Bald ueberqueren wir den zum Bach gewordenen Fluss, ein Kolibri fliegt emsig von Bluete zu Bluete, vor uns oeffnet sich der Wald zu einer Furt zwischen den Bergen und gibt den Blick frei auf das naechste Tal und das darin liegende Buschgebiet, das wir durchqueren muessen. ArDaga hatte einen Pfad vorgearbeitet und dennoch, manchmal ist die ca. 5 m vor mir gehende Isabella nicht mehr zu sehen. Schlingpflanzen legen sich um die Fuesse und die Dornenranken halten uns an unserer Kleidung fest, jeder Schritt ist ein sich vorwaerts kaempfen in einer unueberschaubaren Landschaft. Die eineinhalb Stunden dehnen sich zur Ewigkeit und als wir aus der Buschzone heraus sind bin ich so erschoepft, dass die Kraft nicht mehr bis zum nahen Wald reicht ich brauche eine Pause im Schatten eines einzelnen verkrueppelten Gestraeuchs, die Sonne brennt erbarmungslos.

Auf unserer Wanderung entlang in einer neuen Furt hinauf zum Bergeinschnitt gilt es einen Bach zu ueberqueren, mit arDagas Hilfe und Klimmzuegen kommen wir auf einem Felsen auf der gegenueberliegenden Seite an.


Von nun an belgeiten scharfkantige Graeser und niederes Gestruepp unseren Weg.
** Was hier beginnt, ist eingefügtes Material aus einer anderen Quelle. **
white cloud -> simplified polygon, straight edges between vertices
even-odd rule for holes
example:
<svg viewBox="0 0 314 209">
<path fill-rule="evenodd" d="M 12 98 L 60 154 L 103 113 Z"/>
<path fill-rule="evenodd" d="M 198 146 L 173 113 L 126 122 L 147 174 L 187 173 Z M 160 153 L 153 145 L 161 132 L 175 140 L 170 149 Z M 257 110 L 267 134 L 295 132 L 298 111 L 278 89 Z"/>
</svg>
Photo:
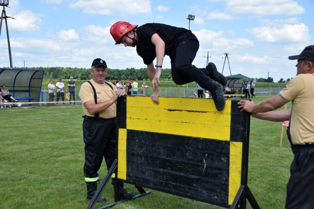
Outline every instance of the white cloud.
<svg viewBox="0 0 314 209">
<path fill-rule="evenodd" d="M 58 32 L 58 37 L 64 41 L 75 41 L 78 40 L 78 34 L 74 29 L 62 30 Z"/>
<path fill-rule="evenodd" d="M 166 11 L 168 11 L 169 7 L 160 5 L 156 7 L 156 9 L 158 12 L 165 12 Z"/>
<path fill-rule="evenodd" d="M 214 32 L 206 29 L 202 29 L 199 31 L 193 31 L 197 39 L 203 45 L 212 45 L 213 42 L 221 36 L 224 32 L 219 31 Z"/>
<path fill-rule="evenodd" d="M 71 3 L 70 8 L 81 8 L 83 12 L 91 15 L 109 15 L 117 13 L 138 15 L 150 14 L 152 11 L 148 0 L 78 0 Z"/>
<path fill-rule="evenodd" d="M 281 27 L 262 26 L 247 30 L 259 40 L 271 43 L 307 43 L 311 40 L 309 28 L 303 23 L 284 25 Z"/>
<path fill-rule="evenodd" d="M 230 20 L 234 19 L 231 15 L 219 11 L 214 11 L 210 12 L 207 16 L 207 18 L 209 20 Z"/>
<path fill-rule="evenodd" d="M 217 49 L 223 49 L 227 52 L 234 52 L 243 49 L 250 49 L 253 47 L 253 41 L 246 38 L 237 38 L 227 39 L 218 38 L 213 42 L 213 46 Z"/>
<path fill-rule="evenodd" d="M 295 15 L 305 12 L 292 0 L 228 0 L 227 4 L 227 9 L 236 14 Z"/>
<path fill-rule="evenodd" d="M 9 15 L 7 12 L 7 16 L 15 19 L 7 19 L 9 31 L 31 32 L 38 29 L 41 25 L 41 19 L 38 17 L 38 15 L 34 15 L 30 11 L 20 11 L 14 13 L 16 14 Z M 2 22 L 2 25 L 4 21 Z"/>
</svg>

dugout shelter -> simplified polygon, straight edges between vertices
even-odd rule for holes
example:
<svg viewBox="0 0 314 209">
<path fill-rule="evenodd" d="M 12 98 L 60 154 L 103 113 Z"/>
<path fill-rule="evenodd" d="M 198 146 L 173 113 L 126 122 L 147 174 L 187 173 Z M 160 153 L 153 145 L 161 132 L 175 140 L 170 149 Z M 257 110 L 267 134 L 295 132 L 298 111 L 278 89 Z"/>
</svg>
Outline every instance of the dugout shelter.
<svg viewBox="0 0 314 209">
<path fill-rule="evenodd" d="M 224 208 L 260 209 L 247 185 L 250 114 L 237 100 L 127 96 L 117 103 L 117 156 L 87 209 L 115 173 L 118 181 Z M 121 203 L 115 186 L 113 203 Z M 143 200 L 144 201 L 144 200 Z"/>
<path fill-rule="evenodd" d="M 39 102 L 43 77 L 43 70 L 0 68 L 1 87 L 5 85 L 19 102 Z"/>
</svg>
Das Gehen ist leichter als durch den Busch, doch die Graeser ritzen unbarmherzig die blossliegende Haut auf. Ich muss unwillkuerlich an die Menschen denken, die sich ritzen um sich noch zu spueren. Ich befinde mich in einer Lethargie, in der dieses Ritzen sich belebend anfuehlt. Spaeter werde ich arDaga sagen, dass ich mich in die Situation des Gebaerens zurueck versetzt gefuehlt habe. Weiter, weiter, es gibt kein Stehenbleiben, kein Aufgeben, es ist die Situation, die nur noch das Durchkaempfen zulaesst. Ich gehe ueber meine Grenzen und arDaga ist ein guter Begleiter dabei, er fordert bis zum Aeussersten, aber nicht darueber hinaus. Rast an einem kleinen Gebirgsbach, klares, frisches, trinkbares  Wasser, sich ins Nass legen herrlich. Nun liegt "nur noch" die Uebrquerung einer Huegelplatte und der Abstieg ins Dorf vor uns. Mit Nachlassen der Erschoepfung spuere ich auch wieder die schmerzhaften Schnitte an den Beinen, versuch den scharfen Graesern auszuweichen, was allerdings kaum moeglich ist.
Der Empfang im Dorf ist ein Traum, dazu aber spaeter....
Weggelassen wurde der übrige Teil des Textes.